Migraine control is the Holy Grail for neurologists and patients. Migraines are a grossly under-diagnosed condition that baffles some of the great minds in medicine. Now we suddenly have an effective treatment that, when used judiciously, has shown amazing promise without adverse complications. Sure, there are isolated reactions; classic risks that are, thankfully, rare.

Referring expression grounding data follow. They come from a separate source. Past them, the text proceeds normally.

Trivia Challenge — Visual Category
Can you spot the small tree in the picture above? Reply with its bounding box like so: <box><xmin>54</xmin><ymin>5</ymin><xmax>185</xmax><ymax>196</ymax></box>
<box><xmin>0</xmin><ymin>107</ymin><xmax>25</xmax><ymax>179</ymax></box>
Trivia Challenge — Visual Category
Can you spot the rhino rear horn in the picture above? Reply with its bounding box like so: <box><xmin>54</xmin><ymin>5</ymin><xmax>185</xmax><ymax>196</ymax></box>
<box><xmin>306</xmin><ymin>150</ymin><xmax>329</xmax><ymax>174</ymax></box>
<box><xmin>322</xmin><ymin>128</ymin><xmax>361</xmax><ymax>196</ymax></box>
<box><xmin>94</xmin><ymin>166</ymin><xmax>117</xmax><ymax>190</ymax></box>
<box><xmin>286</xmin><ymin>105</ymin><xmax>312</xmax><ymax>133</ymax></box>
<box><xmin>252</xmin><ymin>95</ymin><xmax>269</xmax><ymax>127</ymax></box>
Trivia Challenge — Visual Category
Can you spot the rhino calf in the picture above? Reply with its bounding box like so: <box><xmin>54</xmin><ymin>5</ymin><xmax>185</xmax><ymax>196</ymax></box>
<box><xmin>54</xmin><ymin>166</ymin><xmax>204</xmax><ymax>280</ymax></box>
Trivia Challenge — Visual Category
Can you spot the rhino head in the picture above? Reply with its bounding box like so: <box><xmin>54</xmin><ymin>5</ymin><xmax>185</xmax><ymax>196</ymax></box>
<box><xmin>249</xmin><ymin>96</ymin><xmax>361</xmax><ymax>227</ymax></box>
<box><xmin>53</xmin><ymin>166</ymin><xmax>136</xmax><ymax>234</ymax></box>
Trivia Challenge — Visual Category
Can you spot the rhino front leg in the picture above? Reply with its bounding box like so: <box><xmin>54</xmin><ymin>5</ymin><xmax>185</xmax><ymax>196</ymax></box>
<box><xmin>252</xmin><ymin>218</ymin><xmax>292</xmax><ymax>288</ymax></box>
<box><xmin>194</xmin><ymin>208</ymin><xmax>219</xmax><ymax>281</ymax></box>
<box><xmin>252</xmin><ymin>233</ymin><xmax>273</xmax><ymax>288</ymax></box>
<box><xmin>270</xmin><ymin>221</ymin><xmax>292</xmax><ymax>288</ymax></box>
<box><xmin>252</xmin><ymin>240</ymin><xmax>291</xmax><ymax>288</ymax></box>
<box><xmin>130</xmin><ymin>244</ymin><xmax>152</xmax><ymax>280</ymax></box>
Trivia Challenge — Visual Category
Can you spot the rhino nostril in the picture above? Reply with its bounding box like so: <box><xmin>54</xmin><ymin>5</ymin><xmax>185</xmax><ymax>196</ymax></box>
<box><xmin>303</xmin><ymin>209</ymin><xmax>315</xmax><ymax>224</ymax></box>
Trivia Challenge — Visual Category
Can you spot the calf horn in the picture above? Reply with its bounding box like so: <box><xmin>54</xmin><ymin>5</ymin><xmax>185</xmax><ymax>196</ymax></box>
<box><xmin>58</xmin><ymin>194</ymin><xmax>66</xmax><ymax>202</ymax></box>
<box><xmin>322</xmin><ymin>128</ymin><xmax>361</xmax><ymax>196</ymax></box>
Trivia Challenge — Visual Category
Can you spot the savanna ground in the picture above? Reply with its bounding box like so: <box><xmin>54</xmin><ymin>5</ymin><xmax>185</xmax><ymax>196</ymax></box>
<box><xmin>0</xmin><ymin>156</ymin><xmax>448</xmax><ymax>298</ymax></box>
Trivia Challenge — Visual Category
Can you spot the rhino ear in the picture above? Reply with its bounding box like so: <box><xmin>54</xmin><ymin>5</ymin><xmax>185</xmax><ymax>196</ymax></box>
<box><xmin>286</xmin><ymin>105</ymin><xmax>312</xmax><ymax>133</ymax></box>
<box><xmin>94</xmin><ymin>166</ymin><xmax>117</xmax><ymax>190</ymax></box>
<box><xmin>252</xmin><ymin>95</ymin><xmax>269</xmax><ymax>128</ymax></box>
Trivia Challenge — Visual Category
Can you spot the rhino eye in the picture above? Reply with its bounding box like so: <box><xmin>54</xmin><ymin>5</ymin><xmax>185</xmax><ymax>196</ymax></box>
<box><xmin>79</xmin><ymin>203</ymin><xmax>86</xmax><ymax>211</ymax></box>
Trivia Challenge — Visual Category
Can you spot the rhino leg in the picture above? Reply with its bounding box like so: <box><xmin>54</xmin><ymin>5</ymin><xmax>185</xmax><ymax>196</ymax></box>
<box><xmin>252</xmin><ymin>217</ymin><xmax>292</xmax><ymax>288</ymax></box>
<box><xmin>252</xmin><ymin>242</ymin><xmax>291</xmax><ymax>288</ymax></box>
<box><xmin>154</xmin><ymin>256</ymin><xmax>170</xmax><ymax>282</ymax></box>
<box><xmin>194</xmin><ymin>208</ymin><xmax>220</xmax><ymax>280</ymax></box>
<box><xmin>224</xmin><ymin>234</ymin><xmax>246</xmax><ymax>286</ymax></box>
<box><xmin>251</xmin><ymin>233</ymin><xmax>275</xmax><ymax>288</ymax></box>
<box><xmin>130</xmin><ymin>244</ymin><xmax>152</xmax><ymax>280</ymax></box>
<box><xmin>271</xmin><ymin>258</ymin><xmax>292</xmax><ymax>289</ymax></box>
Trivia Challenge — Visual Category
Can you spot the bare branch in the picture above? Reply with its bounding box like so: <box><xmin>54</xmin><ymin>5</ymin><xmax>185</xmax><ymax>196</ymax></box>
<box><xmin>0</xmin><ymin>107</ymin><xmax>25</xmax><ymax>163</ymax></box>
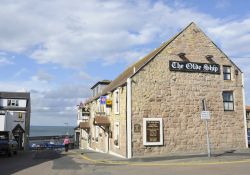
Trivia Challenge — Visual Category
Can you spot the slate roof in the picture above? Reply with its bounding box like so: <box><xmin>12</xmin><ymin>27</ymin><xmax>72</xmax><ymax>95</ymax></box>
<box><xmin>0</xmin><ymin>92</ymin><xmax>30</xmax><ymax>99</ymax></box>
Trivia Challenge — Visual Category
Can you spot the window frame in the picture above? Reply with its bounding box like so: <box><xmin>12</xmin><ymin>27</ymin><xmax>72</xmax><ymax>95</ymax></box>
<box><xmin>7</xmin><ymin>99</ymin><xmax>19</xmax><ymax>107</ymax></box>
<box><xmin>95</xmin><ymin>126</ymin><xmax>99</xmax><ymax>142</ymax></box>
<box><xmin>223</xmin><ymin>65</ymin><xmax>231</xmax><ymax>80</ymax></box>
<box><xmin>113</xmin><ymin>122</ymin><xmax>120</xmax><ymax>148</ymax></box>
<box><xmin>223</xmin><ymin>91</ymin><xmax>234</xmax><ymax>111</ymax></box>
<box><xmin>114</xmin><ymin>89</ymin><xmax>120</xmax><ymax>115</ymax></box>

So now we need to look at the bioethics of who should dispense this miracle poison. Certainly dentists are well versed in the complex anatomy of the face. They can make a great case for themselves as the ideal clinicians to administer BOTOX® and fillers to augment cosmetic procedures. But how many dentists do extraoral injections on a regular basis?
A mandibular nerve block is an art form fraught with risk that we mitigate with good technique. Temporal injection with a major blood vessel coursing through it. Facial nerves and arteries. Injections into the anterior cervical area. With the complexity of the TMJ, boy you better know your anatomy.
I do refer patients to neurologists regularly, as I have a huge population of patients who suffer headaches as a co-morbidity to TMD. And BOTOX® is always a strong consideration. Personally, I am a huge fan of trigger point injection. Same needle, same injection sites, but the use of plain lidocaine equals less risk. It is also a great diagnostic tool.
If the patient responds to this simple injection, odds are they will see success with BOTOX®. I am certified to use BOTOX®, but insurance constraints for patients make seeing their medical provider more cost effective. I am okay with that. It’s not about the money for me—it’s about the patient. Plus, I don’t want patients trying to cajole me into performing cosmetic procedures. There are plenty of good physicians out there to handle those requests.
In my view, it is more appropriate to stick to pain management. That is my expertise and there is more than enough to handle. My advice? With all the other wondrous things doctors are treating with this miracle poison, use with caution. Aspirin is a great drug available anywhere. It’s so powerful and risky, though, that if brought to market now, it would require a prescription and major FDA approval. Better safe than sorry.